Presented in partnership with Leon County Government. This program is the first in a collaborative podcast series in partnership with Florida Humanities. Confused about Juneteenth vs. May 20? Join us for a conversation about the process of Emancipation. From the hearts of the enslaved, to the dreams of freedmen, to the urgent pleas of today’s black American citizens, the journey toward the full franchise of freedom lives on.
You can watch this program online here.
From the hearts of the enslaved, to the dreams of freedmen, to the urgent pleas of today’s black American citizens, the journey toward the full franchise of freedom lives on. We’ll celebrate what’s come before — and consider what’s yet to be done.
This year’s Created Equal event commemorates Emancipation Day in Florida, which is recognized on May 20. More than two years after President Lincoln signed the Emancipation Proclamation, Union General McCook announced Emancipation to the state of Florida from the Knott House in Leon County on May 20, 1865.
The journey toward freedom that began 156 years ago, continues today in our community. On Thursday, May 20th at 6:30 p.m. we’ll celebrate this legacy and consider our generation’s work still to do.
Across the years, across the state — we’ll connect our past, present and future to consider the legacy of Emancipation Day in Florida. To honor the past and look to the future, Created Equal 2021 will highlight both local and state-wide historians as they discuss Florida’s history of enslavement, civil rights and how we continue to stretch towards freedom today.
MEET OUR PANEL
Dr. Larry Rivers is a Distinguished Professor of History at Florida A&M University (FAMU) in Tallahassee. He brings a rich background of knowledge to the panel as a respected author, historian, and scholar. Dr. Rivers has authored or co-authored eight books on various aspects of Southern History in addition to over 60 scholarly articles and book reviews in professional refereed journals. His book Slavery in Florida: Territorial Days to Emancipation captured three national awards, and his book Rebels and Runaways: Slave Resistance in 19th Century Florida received two history awards. Dr. Rivers’ most recent work is Father James Page: An Enslaved Preacher’s Climb to Freedom!

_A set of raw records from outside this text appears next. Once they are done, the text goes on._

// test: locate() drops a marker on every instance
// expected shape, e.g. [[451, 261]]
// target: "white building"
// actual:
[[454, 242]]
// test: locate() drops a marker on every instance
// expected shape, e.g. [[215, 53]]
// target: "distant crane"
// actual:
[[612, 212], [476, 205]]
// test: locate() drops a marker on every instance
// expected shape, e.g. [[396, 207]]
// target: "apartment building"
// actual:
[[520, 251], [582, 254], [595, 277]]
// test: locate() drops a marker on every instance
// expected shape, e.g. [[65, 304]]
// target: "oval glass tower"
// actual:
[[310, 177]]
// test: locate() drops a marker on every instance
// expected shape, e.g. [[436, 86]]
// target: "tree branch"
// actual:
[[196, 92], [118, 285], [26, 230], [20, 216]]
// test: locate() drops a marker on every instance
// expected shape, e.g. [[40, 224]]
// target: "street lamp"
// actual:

Althemese Barnes founded the John G. Riley Museum in 1996. A year later, she established the Florida African American Heritage Preservation Network, a statewide professional museum association that serves as a resource in preserving Florida’s African American culture. Ms. Barnes has served as its director in the years since. She is a member of the National Board-Institute of Museum and Library Services, the National Association of African American Museums, and the National Trust for Historic Preservation, in addition to other memberships. Ms. Barnes is responsible for over 23 historical publications such as books, documentaries, a short film based on research conducted by graduate-level interns, subject experts, and personal oral history interviews.
Dr. Paul Ortiz is the director of the Samuel Proctor Oral History Program and professor of history at the University of Florida. Dr. Ortiz brings a unique perspective to the panel being an accomplished author and consultant speaking on African American and Black experiences in Florida and beyond. Dr. Ortiz’s book Emancipation Betrayed: The Hidden History of Black Organizing and White Violence in Florida from Reconstruction to the Bloody Election of 1920 was described by Beyondchron.org “As both an essential teaching of American history and a critical resource for understanding grassroots organizing today.” He also served as a consultant and featured narrator for the PBS series from Henry Louis Gates, Jr. titled: The Black Church: This is Our Story, This is Our Song.